In den 90er Jahren waren "Monkey Island" oder "Maniac Mansion" beliebte Spiele. Heute sind diese Adventure-Games ein Nischengenre - allerdings mit Trendfaktor. Im März soll "Thimbleweed Park" erscheinen - eine Hommage an "Monkey Island".

Ron Gilbert ist eine Legende in der Computerspielszene: Er ist der Erfinder von "The Secret of Monkey Island" von 1990, das für viele Spieler immer noch das beste Adventure-Spiel überhaupt ist. Für das bunte und humorvolle Point-and-Click-Adventure, das in der Karibik spielt, hat Ron das Beleidigungsfechten erfunden. Weil in dem Spiel Piraten vorkommen, musste er sich überlegen, wie diese ihre Gefechte ausführen - in seinem Spiel ist nicht der Beste, wer kunstfertig den Degen führt, sondern wer am cleversten beleidigen kann.

"Unglücklicherweise werde ich dauernd beleidigt, andauernd kommen Leute zu mir und beschimpfen mich. Dabei ist es doch über 25 Jahre her! Die erinnern sich sehr viel besser an die Schwertkämpfe als ich."
Ron Gilbert, Erfinder von "The Secret of Monkey Island"

"Monkey Island" war stilprägend. Wesentlicher Spielinhalt ist, Rätsel zu lösen und so das Spiel voranzutreiben. Dazu gibt es eine komische Geschichte um den verliebten Piraten Guybrush Threepwood, seiner Flamme Elaine Marley und den Geisterpiraten Le Chuck. Die Art und Weise, wie die Story und Rätsel in "Monkey Island" umgesetzt sind, hat viele Gamesdesigner wie Marcus Bäumer inspiriert.

"Ich habe damals sehr lange über das Design und die Struktur dieser Spiele nachgedacht. Es geht nicht nur darum, irgendeine Geschichte mit ein paar Rätseln zu verrühren, stattdessen wollte ich die Rätsel glaubwürdig mit der Story und der Umgebung verbinden."
Ron Gilbert, Erfinder von "The Secret of Monkey Island"

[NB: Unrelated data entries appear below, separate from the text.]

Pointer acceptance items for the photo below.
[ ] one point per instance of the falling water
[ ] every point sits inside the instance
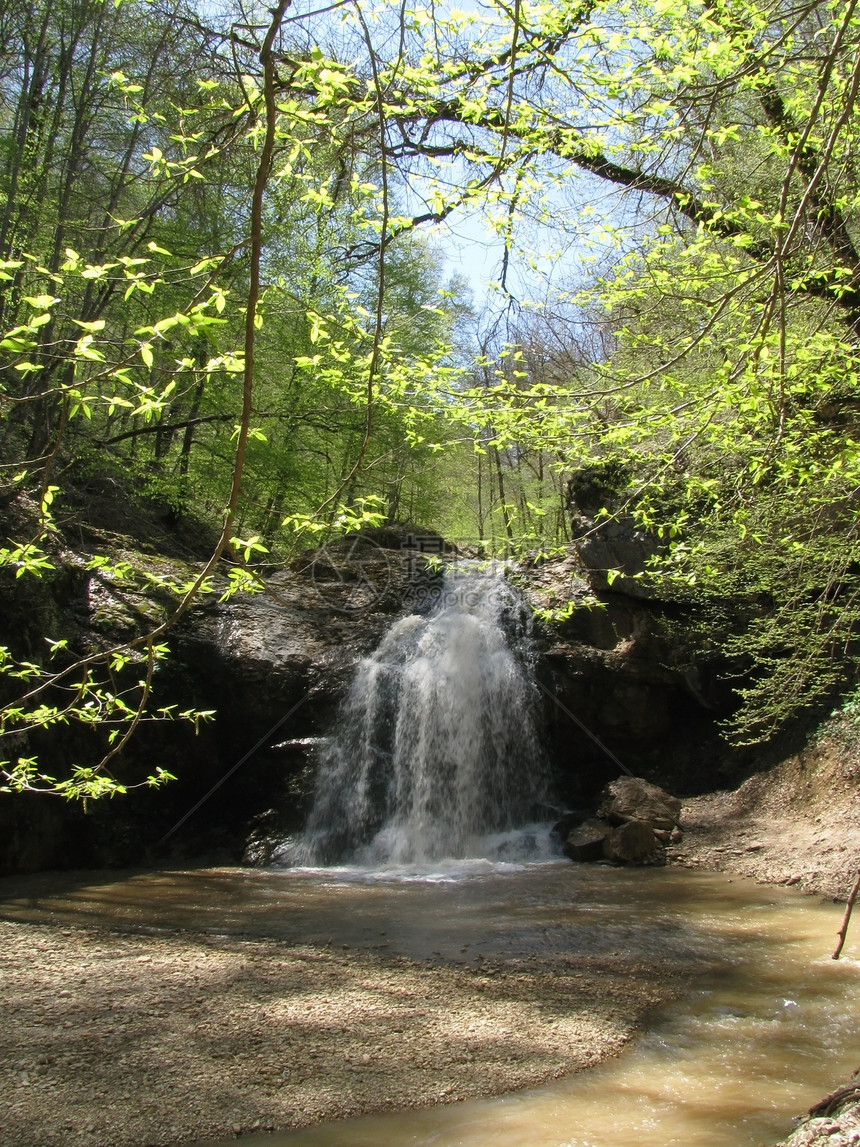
(436, 751)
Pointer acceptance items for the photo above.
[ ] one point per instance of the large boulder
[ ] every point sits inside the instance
(586, 841)
(633, 842)
(634, 798)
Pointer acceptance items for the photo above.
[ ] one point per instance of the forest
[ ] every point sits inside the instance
(291, 272)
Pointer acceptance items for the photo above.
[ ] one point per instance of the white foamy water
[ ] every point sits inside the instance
(436, 753)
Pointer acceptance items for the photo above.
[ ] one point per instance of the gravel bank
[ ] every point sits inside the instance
(139, 1040)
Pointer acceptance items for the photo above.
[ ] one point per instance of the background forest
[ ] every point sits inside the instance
(227, 257)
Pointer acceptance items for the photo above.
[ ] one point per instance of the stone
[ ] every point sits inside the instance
(585, 842)
(633, 842)
(634, 798)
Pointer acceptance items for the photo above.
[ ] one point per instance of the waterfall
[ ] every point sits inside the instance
(436, 747)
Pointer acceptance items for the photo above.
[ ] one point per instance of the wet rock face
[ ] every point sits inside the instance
(642, 673)
(272, 665)
(633, 824)
(611, 547)
(633, 798)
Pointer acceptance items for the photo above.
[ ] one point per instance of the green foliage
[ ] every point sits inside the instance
(213, 290)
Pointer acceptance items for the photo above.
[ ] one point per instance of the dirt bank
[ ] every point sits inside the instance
(125, 1039)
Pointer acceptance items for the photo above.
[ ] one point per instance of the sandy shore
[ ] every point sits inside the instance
(134, 1040)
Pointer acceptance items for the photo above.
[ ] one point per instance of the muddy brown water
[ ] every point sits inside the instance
(768, 1025)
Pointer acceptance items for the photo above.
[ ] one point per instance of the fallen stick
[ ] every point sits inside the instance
(845, 919)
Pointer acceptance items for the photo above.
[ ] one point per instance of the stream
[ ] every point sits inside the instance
(767, 1027)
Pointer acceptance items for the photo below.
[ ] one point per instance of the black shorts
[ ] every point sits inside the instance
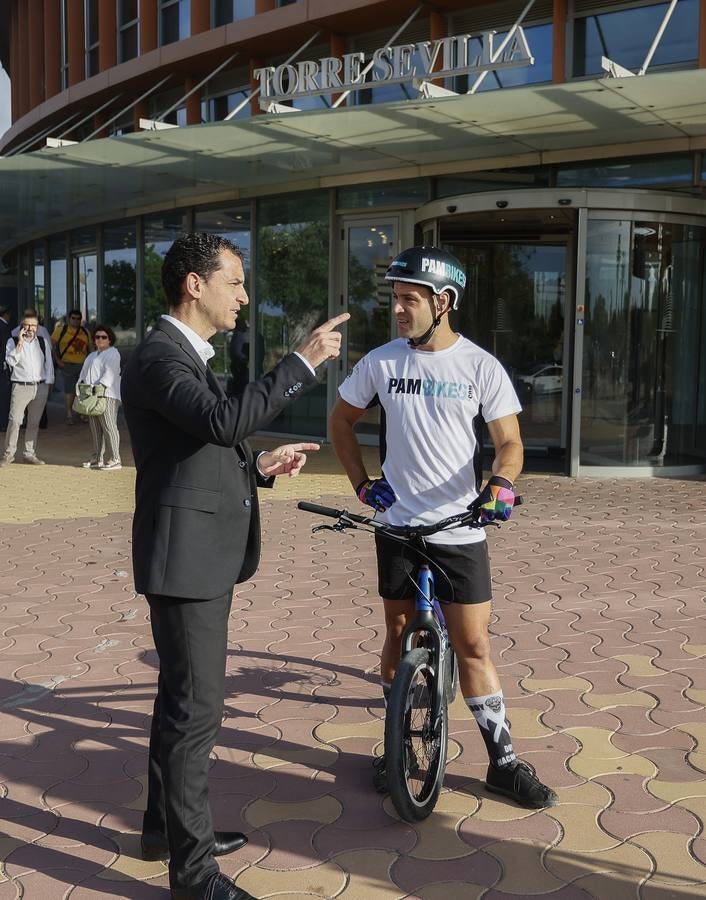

Marcus Bäumer arbeitet mit zwei Partnern an "Unforeseen Incidents". Bei dem Point-and-Click-Adventure durchstreift ein Spieler handgemalte Kulissen, trifft auf skurrile Charaktere und führt witzige Gespräche. Am Ende soll er eine Verschwörung aufdecken, die das Ende der Menschheit bedeuten könnte.

"Was mir an den Adventure-Spielen gefällt ist, dass es nicht darum geht, rumzurennen und rumzuballern, sondern das man Geschichten erlebt. Das ist es vergleichbar damit, ein Buch zu lesen oder einen Film zu schauen."

Heute sind Adventure-Spiele ein Nischengenre, für das sich langsam wieder mehr Gamer begeistern, vor allem auch, weil die Entwickler in dem Bereich experimentieren. Die Adventure-Spiele erzählen eine Geschichte und die Kunst der Entwickler ist es, die Geschichten spannend und immer wieder neu zu erzählen. Einer von diesen Geschichtenerzählern ist wieder: Ron Gilbert.

Im März erscheint das neue Spiel von Gilbert. "Thimbleweed Park" erinnert sehr an die ganz alten Games, die Grafik ist retro, aber die Geschichte, die Steuerung, die Details und Effekte haben sich der Zeit angepasst. Und seine alten und neuen Fans freuen sich schon.